Mitochondrial GPX4 acetylation is involved in cadmium-induced renal cell ferroptosis

Increasing evidences demonstrate that environmental stressors are important inducers of acute kidney injury (AKI). This study aimed to investigate the impact of exposure to Cd, an environmental stressor, on renal cell ferroptosis. Transcriptomics analyses showed that arachidonic acid (ARA) metabolic pathway was disrupted in Cd-exposed mouse kidney. Targeted metabolomics showed that renal oxidized ARA metabolites were increased in Cd-exposed mice. Renal 4-HNE, MDA, and ACSL-4, were upregulated in Cd-exposed mouse kidneys. Consistent with animal experiments, the in vitro experiments showed that mitochondrial oxidized lipids were elevated in Cd-exposed HK-2 cells. Ultrastructure showed mitochondrial membrane rupture in Cd-exposed mouse kidney. Mitochondrial cristae were accordingly reduced in Cd-exposed mouse kidney. Mitochondrial SIRT3, an NAD+-dependent deacetylase that regulates mitochondrial protein stability, was reduced in Cd-exposed mouse kidney.
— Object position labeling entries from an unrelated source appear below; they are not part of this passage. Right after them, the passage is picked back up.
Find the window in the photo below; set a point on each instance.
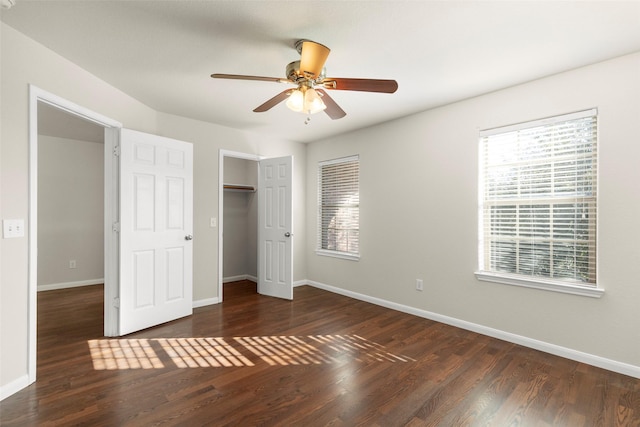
(339, 208)
(538, 204)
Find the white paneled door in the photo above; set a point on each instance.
(275, 229)
(156, 226)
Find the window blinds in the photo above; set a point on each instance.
(538, 195)
(339, 205)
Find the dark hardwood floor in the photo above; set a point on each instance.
(321, 359)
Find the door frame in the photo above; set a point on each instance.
(111, 167)
(221, 157)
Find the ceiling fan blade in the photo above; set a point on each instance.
(333, 110)
(363, 85)
(242, 77)
(273, 101)
(312, 58)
Subsequently, mitochondrial GPX4 acetylation was elevated and mitochondrial GPX4 protein was reduced in Cd-exposed mouse kidney and HK-2 cells. Interestingly, Cd-induced mitochondrial GPX4 acetylation and renal cell ferroptosis were exacerbated in Sirt3-/- mice. Conversely, Cd-induced mitochondrial oxidized lipids were attenuated in nicotinamide mononucleotide (NMN)-pretreated HK-2 cells. Moreover, Cd-evoked mitochondrial GPX4 acetylation and renal cell ferroptosis were alleviated in NMN-pretreated mouse kidney. These results suggest that mitochondrial GPX4 acetylation, probably caused by SIRT3 downregulation, is involved in Cd-evoked renal cell ferroptosis.